I realize that many of us are already committed to attend protest marches almost every week, but we need to make room for one more. I am calling it the “I am sick and tired of bots and unintelligible call center staff pretending to provide solutions to problems and actually help customers who call for help! Ha!”
If AI is not smarter than the AI used for customer service by big business today, I think we can relax our anxiety about AI taking over the world. The bots that are answering the calls I make–and this is universal, regardless of company–are programmed so badly, I am forced to conclude it is deliberate. Clearly the goal of this software is to reduce the real person, the customer, to a slightly crazed human, shouting threats and the vilest cussing at the bot, sputtering spit.
SHARON MARCUM
Little Rock
Rescinding funding
“Any Republican that votes to allow this monstrosity to continue broadcasting will not have my support or endorsement.” This is what Donald Trump said about PBS and NPR and their receipt of federal funding.
I would say the same with regard to Trump himself! Has this bloated dummy ever even watched it? PBS provides the best broadcasting and news hour available on television–by far. And that includes cable and most premium streaming platforms. And it’s free for all who choose to watch. Trump hates anything even remotely intellectual because it appeals to open, discerning minds who want the whole story. And we all know that’s not descriptive of his fan base. I am disgusted that any legislator would vote to rescind this funding. Shame on all you Republican toadies–and that includes our entire gang from Arkansas.
DANE BUXBAUM
Little Rock
Threatening friends
I like children. Who doesn’t? But children should not be making high-level economic policy decisions for the governments of Canada, Mexico or the United States.
We all know threatening Canada and Mexico with 40 percent tariffs on everything is an opening negotiation tactic. But why do this? Mexico City and Ottawa know we will end up with something closer to 10 percent. Our three economies are deeply interwoven; we depend on each other for thousands of products and services. Let’s try being grownups.
Threatening your friends and neighbors with economic devastation is what kids do. Everybody, just grow up.
LARRY ASH
Fayetteville
Setting up roadblocks
Attorney General Tim Griffin is doing his level best to set “judicial” roadblocks handicapping the rights of our citizens to refer legislation to the voters of Arkansas. Helped by the recent law requiring that ballot titles be phrased at an eight-grade level, he attempts to thwart the right of the people to propose issues that the Legislature is unwilling to support when compelled by party allegiance or gubernatorial pressure.

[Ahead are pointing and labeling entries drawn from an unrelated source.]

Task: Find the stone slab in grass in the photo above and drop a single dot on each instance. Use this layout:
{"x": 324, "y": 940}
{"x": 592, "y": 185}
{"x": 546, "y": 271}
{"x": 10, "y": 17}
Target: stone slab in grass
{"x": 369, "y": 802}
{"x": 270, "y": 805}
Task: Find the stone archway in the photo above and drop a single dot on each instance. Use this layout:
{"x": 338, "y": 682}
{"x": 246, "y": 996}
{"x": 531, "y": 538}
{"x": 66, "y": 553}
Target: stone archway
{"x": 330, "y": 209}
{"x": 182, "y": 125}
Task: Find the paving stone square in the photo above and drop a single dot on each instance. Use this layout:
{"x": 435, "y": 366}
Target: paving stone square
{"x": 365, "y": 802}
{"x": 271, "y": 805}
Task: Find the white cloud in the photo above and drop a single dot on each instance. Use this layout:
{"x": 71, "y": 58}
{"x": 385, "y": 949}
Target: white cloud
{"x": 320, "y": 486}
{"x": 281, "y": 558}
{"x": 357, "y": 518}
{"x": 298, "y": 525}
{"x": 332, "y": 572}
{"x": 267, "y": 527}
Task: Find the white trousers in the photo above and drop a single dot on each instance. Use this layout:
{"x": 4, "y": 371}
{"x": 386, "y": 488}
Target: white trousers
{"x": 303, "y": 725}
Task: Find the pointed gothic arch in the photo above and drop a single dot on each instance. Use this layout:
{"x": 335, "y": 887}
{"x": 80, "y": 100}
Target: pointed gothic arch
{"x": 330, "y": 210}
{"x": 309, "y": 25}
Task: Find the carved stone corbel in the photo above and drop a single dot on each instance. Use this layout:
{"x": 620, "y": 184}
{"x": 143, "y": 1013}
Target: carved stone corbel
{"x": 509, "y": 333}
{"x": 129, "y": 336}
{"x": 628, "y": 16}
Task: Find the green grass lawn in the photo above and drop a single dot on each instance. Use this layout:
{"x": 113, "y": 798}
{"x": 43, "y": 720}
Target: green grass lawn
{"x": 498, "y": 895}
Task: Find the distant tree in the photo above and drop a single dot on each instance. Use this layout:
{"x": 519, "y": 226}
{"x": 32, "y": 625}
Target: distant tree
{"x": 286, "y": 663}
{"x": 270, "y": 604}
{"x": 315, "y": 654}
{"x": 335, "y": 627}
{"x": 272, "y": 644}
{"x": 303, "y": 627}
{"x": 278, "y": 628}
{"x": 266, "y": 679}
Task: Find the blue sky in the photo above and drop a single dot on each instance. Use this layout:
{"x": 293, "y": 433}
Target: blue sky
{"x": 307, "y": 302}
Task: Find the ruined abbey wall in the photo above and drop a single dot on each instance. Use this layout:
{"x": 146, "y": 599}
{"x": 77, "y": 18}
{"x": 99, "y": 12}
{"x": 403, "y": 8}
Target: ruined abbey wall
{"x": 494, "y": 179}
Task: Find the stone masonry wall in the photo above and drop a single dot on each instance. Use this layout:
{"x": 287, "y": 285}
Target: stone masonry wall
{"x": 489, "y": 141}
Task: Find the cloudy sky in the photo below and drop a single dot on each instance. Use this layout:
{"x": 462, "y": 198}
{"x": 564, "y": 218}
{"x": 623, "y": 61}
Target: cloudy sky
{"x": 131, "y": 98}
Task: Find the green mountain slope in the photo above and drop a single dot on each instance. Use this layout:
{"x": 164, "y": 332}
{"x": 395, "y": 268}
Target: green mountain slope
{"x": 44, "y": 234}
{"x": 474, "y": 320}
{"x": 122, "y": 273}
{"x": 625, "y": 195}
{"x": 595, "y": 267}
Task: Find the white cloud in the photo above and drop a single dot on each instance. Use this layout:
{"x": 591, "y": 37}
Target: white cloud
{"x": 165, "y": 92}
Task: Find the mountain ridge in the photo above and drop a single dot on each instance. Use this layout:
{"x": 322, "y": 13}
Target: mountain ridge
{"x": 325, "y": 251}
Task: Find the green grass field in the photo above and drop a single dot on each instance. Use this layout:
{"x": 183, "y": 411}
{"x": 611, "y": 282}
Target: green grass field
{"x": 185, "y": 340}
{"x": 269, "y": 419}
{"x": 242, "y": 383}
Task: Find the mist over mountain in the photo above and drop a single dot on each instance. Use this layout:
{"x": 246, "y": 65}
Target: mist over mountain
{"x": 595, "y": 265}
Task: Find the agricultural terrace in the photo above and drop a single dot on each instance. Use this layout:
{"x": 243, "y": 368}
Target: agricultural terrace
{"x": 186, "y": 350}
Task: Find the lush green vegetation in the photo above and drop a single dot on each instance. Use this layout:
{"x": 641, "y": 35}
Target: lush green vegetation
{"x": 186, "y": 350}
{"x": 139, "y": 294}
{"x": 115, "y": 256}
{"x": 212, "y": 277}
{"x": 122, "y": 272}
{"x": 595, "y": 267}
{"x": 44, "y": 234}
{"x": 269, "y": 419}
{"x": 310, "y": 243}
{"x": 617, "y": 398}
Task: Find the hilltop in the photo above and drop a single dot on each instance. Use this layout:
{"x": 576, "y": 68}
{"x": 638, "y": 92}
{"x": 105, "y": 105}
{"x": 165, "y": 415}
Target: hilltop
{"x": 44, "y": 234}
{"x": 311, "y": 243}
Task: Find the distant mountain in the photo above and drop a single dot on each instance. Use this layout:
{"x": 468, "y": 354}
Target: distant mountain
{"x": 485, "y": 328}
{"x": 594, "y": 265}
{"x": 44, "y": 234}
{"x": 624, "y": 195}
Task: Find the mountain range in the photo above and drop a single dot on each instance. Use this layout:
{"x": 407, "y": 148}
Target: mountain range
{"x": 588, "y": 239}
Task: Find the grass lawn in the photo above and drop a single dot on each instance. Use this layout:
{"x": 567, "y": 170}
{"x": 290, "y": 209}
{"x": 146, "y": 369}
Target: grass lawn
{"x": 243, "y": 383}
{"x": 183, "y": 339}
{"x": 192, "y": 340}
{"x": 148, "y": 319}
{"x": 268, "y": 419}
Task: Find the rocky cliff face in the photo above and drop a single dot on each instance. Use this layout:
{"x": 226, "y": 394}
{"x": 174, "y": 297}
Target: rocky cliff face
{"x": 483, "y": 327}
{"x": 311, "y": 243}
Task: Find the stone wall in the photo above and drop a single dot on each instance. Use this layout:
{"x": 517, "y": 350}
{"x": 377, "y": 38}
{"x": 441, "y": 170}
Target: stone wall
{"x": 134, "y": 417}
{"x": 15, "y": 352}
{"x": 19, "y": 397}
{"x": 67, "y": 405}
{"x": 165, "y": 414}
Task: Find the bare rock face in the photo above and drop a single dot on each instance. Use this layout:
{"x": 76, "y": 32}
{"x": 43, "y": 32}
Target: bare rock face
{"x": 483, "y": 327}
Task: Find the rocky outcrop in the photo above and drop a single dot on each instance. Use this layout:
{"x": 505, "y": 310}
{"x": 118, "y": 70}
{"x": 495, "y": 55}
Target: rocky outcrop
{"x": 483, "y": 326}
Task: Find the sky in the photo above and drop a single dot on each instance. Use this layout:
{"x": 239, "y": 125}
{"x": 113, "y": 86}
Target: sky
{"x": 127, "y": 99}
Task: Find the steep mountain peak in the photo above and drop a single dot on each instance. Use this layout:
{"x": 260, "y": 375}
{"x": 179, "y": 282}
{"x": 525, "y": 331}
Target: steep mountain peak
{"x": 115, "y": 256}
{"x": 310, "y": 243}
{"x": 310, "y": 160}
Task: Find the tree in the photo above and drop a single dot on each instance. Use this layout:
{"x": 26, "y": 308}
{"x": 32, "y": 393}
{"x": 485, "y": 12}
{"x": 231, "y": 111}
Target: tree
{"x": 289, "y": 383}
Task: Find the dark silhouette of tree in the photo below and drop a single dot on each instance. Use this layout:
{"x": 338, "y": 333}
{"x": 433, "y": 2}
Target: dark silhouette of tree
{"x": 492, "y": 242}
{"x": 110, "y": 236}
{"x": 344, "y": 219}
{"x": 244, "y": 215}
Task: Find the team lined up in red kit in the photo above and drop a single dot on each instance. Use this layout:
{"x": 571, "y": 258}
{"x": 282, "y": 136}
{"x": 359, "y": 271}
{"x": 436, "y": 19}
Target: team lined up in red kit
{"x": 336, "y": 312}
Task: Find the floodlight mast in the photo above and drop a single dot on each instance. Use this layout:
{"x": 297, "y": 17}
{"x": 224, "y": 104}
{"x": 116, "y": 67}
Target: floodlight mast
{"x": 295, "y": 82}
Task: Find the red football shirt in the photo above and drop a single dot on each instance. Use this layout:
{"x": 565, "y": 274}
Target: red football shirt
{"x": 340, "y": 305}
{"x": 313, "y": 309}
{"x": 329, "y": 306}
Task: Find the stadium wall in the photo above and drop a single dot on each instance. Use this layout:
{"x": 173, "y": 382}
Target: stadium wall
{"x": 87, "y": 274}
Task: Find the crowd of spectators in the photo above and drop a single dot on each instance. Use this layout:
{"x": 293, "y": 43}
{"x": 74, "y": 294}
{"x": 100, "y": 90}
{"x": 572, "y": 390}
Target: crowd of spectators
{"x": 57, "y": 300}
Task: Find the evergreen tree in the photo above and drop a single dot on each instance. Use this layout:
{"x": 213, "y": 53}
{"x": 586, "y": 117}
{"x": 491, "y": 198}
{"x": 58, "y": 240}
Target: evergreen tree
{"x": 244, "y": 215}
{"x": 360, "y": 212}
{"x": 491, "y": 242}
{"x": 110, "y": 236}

So why the roadblocks? It is simple. Politicians in control want to control and want the public to see through their lenses, which they may then distort to continue control. This desire is common to both political parties, and most recently exemplified by the cover-up of Joe Biden’s cognitive problem. Or we can wonder about whether there is a cover-up involving Jeffrey Epstein. The fact is that we cannot trust our politicians and what the government, regardless of the administration, tells us. That is why the right of the people to propose and enact legislation to be voted upon by the people is critical to our democratic system. Any attempt to impede that right is an attack on our system. The burden should be on the government, specifically on the attorney general, when seeking to justify the deprivation of constitutional rights.
Not addressed by the eighth-grade requirement for ballot titles is that the Legislature often passes laws that are not written at this grade level. As a lawyer, I would love it if the Legislature would at least pass laws that lawyers and judges can understand. Instead, poor language and lack of crucial definitions haunt the judicial system, and many examples of poor drafting must be resolved on the appellate level when justices are called upon to decide what the Legislature must have meant. I recently spoke before a legislative subcommittee about the questionable reduction of the statute of limitations for children and pointed out certain ambiguities. Instead of deciding to clarify the ambiguities, they just passed the law as it was part of a larger package that Gov. Sarah Sanders wanted to pass, and thus the ambiguity was kicked down the road to let the courts decide.
J.L. PORTER
Little Rock
Public broadcasting
The fact that Sen. John Boozman voted for the rescission of funds for public broadcasting is ironic in that he recently appeared on “Antiques Roadshow” from Little Rock, which aired last week on Arkansas PBS.